Kamis, 26 Juli 2018

PT SOLID BERJANGKA | Kenaikan Cukai Rokok Berkontribusi 'Rumahkan' Ribuan Pekerja

Kenaikan Cukai Rokok Berkontribusi 'Rumahkan' Ribuan Pekerja




PT SOLID BERJANGKA MAKASSAR - Ketua Umum Federasi Serikat Pekerja Rokok Tembakau Makanan Minuman Sudarto menyebut kenaikan tarif Cukai rokok berkontribusi terhadap banyaknya pekerja Sigar Kretek Tangan (SKT) yang dirumahkan.



Berdasarkan data yang dihimpun organisasinya, dalam kurun delapan tahun terakhir, setidaknya ada 56.616 pekerja pembuat kretek tangan yang tergabung dalam organisasinya harus kehilangan pekerjaan. Angka itu belum ditambah pekerja rokok SKT yang berada di luar organisasinya.


"Dalam waktu 8-9 tahun produksi turun, ya penghasilannya turun. Jumlah yang kehilangan pekerjaan cukup besar, mencapai 56 ribu tenaga kerja," kata Sudarto.



Ia mengatakan pekerja pembuat rokok SKT kebanyakan adalah pekerja yang diupah berdasarkan jumlah rokok yang dapat diproduksinya.
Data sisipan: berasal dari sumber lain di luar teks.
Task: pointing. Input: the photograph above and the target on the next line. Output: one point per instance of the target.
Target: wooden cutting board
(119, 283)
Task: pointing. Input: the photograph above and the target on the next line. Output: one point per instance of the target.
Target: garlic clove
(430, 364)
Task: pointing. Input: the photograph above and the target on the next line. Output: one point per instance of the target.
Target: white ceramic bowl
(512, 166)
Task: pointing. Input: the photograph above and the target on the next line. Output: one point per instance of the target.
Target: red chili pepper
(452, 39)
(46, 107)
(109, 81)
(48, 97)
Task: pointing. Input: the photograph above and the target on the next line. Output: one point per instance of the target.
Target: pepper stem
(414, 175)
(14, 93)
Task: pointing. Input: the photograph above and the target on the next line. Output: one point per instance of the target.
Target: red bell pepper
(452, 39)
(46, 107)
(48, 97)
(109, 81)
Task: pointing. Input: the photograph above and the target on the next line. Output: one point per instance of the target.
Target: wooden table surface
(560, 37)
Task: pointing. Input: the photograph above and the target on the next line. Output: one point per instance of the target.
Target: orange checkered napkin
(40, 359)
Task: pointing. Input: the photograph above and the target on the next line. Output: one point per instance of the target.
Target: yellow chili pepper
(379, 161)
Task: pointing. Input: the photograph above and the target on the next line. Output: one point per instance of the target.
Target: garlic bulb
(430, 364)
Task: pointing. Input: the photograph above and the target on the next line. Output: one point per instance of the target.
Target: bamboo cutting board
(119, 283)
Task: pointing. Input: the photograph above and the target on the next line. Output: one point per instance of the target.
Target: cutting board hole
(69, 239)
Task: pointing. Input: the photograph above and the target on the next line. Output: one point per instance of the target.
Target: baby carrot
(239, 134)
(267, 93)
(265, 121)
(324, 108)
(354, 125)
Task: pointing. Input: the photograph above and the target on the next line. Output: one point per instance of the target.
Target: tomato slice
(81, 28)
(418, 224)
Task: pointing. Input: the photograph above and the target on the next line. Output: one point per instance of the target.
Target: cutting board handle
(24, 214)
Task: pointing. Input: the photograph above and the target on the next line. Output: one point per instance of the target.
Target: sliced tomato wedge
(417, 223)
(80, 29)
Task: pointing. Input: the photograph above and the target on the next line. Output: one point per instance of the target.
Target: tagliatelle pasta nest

Dengan demikian, jika produksi turun, pendapatan mereka pun ikut terseret.


Ditambah lagi, kata Sudarto, pekerja pembuat SKT adalah orang dengan taraf pendidikan yang cukup rendah. Alhasil ketika pekerjaannya terenggut, otomatis mereka akan kesulitan untuk mencari lapangan pekerjaan yang baru. 



Sementara, pekerja SKT di industri kecil, yang masih bertahan pun mengalami masalah penurunan jam kerja yang tadinya delapan jam kini hanya empat jam. Alhasil mereka mencari sampingan lain seperti menjadi buruh cuci dan pekerjaan lainnya.



"Mereka mengalami penurunan penghasilan luar biasa. Pilihannya sulit darpada enggak kerja. Sebagian banyak yang mencari tambahan dengan dagang sampai buruh cuci," ujarnya.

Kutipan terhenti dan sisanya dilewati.